Das Hauptprodukt ist die Wallbox Easee Home – eine einphasig oder dreiphasig ladende Einheit mit bis zu 22 kW Ladeleistung. Das Gehäuse ist auffällig kompakt und kommt ohne klassische Kabelhalterung aus; das Ladekabel wird in eine integrierte Halterung eingehängt. Ergänzt wird das Portfolio durch den Easee Charge für den Objektbereich sowie Zubehör wie den Easee Equalizer zur dynamischen Laststeuerung im Haushalt. Alle Geräte sind nativ cloud-fähig und kommunizieren über WLAN oder Mobilfunk. OCPP-Protokoll wird unterstützt, was die Einbindung in Flottenmanagement-Systeme erlaubt. Ein Typ-2-Anschluss ist Standard, ein fest angeschlagenes Kabel ist nicht lieferbar – alle Modelle arbeiten mit Steckdose.
Easee richtet sich an Privatkunden mit Affinität zu vernetzten Systemen sowie an Installateure und Objektbetreiber, die mehrere Ladepunkte zentral verwalten wollen. Der Vertrieb läuft über Elektroinstallateure und ausgewählte Fachhändler, nicht über den Baumarkt. In Deutschland ist Easee über ein wachsendes Installationspartnernetz erhältlich. Der Listenpreis für die Easee Home liegt im mittleren bis oberen Segment, typisch um 700–900 € inkl. Zubehör. Damit ist Easee kein Einstiegsprodukt, punktet aber mit der Plattform-Stärke gegenüber reinen Hardware-Anbietern. Die Marke ist in Skandinavien, Benelux und Deutschland stark gewachsen.
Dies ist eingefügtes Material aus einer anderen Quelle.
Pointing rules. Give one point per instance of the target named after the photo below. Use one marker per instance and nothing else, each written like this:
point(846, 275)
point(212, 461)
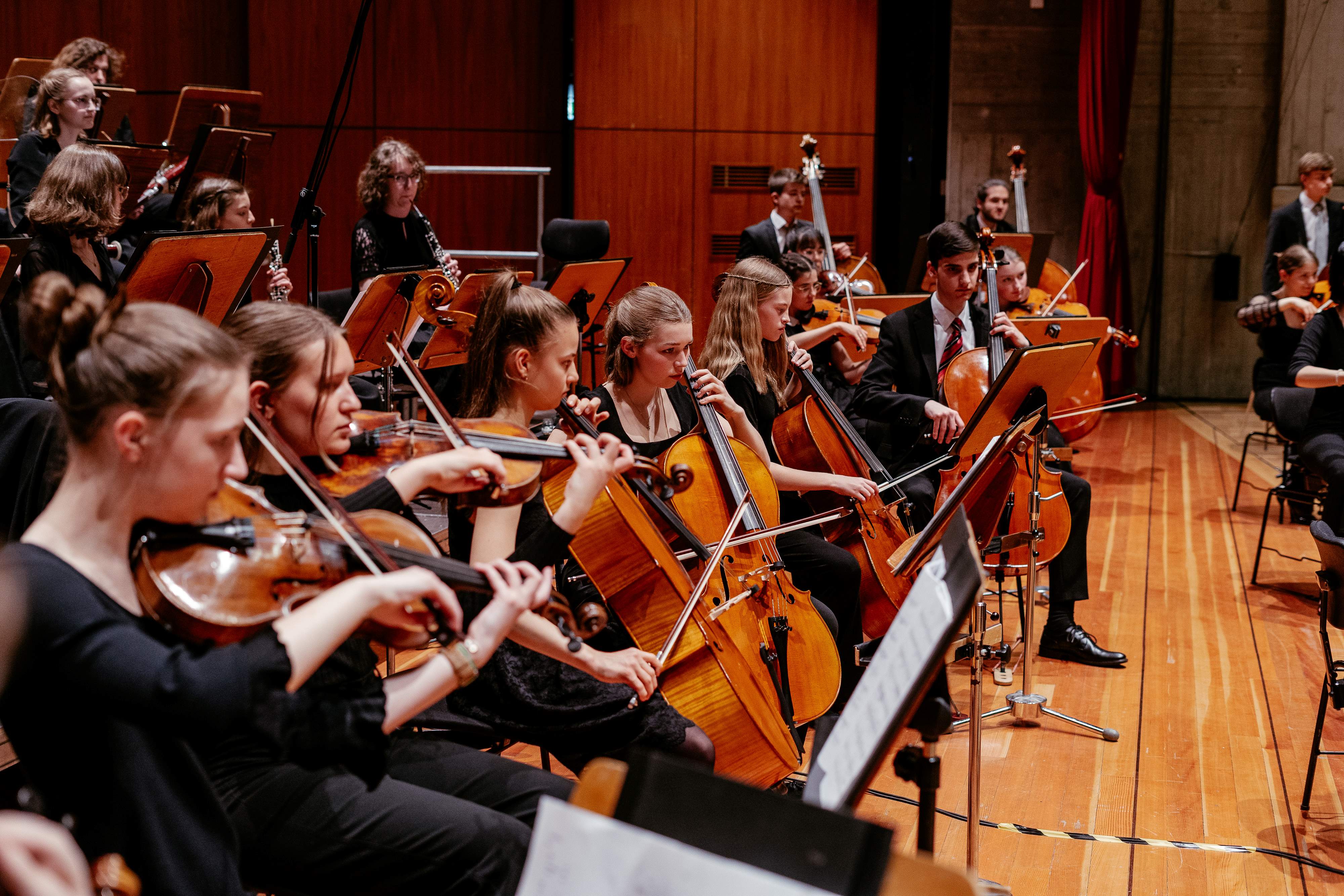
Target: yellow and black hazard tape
point(1109, 839)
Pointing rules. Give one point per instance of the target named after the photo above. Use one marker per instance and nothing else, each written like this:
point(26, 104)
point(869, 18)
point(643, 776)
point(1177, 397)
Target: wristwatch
point(462, 656)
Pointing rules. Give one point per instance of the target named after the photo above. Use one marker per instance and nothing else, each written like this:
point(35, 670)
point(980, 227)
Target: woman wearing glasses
point(67, 106)
point(390, 234)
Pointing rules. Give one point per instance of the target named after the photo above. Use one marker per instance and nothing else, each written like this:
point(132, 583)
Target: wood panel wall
point(1014, 81)
point(1224, 139)
point(495, 100)
point(665, 92)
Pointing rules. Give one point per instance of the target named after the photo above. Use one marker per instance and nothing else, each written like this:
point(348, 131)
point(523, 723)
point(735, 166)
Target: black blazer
point(1287, 229)
point(1005, 226)
point(760, 240)
point(904, 375)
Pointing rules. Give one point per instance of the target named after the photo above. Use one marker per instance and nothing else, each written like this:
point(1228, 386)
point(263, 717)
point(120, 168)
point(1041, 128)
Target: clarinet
point(435, 248)
point(278, 264)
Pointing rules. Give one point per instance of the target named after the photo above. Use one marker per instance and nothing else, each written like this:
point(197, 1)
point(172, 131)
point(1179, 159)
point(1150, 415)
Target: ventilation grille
point(845, 178)
point(726, 245)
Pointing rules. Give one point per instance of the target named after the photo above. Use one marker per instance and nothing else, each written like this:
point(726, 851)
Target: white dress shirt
point(1318, 229)
point(943, 323)
point(780, 223)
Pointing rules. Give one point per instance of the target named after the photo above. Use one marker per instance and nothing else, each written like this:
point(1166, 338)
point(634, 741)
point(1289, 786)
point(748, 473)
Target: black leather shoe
point(1073, 644)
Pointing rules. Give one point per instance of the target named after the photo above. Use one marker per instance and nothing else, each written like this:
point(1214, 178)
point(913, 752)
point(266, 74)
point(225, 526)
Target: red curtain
point(1105, 74)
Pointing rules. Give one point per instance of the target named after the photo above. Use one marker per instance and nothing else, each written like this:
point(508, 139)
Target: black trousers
point(1325, 456)
point(833, 575)
point(1069, 570)
point(446, 820)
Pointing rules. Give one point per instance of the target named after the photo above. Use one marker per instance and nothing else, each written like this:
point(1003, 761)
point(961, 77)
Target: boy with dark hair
point(902, 387)
point(767, 238)
point(1312, 219)
point(991, 209)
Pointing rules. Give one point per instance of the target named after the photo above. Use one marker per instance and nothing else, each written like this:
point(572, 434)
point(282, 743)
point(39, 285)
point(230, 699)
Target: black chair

Die größte Stärke ist die Plattform-Architektur: Lastmanagement über mehrere Ladepunkte, Abrechnungsfunktionen und eine durchdachte App sind ab Werk dabei – kein teures Add-on. Das Design ist gehäusetechnisch eines der schmalsten am Markt. Schwäche: Das fest integrierte Steckdosen-Konzept ohne Kabeloption ist nicht für jeden Nutzer ideal, besonders wenn der Stellplatz weit von der Box entfernt ist. Zudem ist die Cloud-Abhängigkeit für Nutzer, die lokale Steuerung bevorzugen, ein Hemmnis. Kein eigenes DC-Schnelllade-Angebot im Privatkundensegment.
Easee ist die richtige Wahl für Eigenheimbesitzer und Wohnungseigentümergemeinschaften, die von Anfang an auf ein vernetztes System mit Abrechnungsoption setzen wollen. Auch Installateure, die ein skalierbares System für Mehrfamilienhäuser oder Firmengebäude aufbauen, finden mit dem Easee-Ökosystem ein praxistaugliches Werkzeug. Wer eine günstige Einzel-Wallbox ohne Cloud-Anbindung sucht, schaut besser woanders.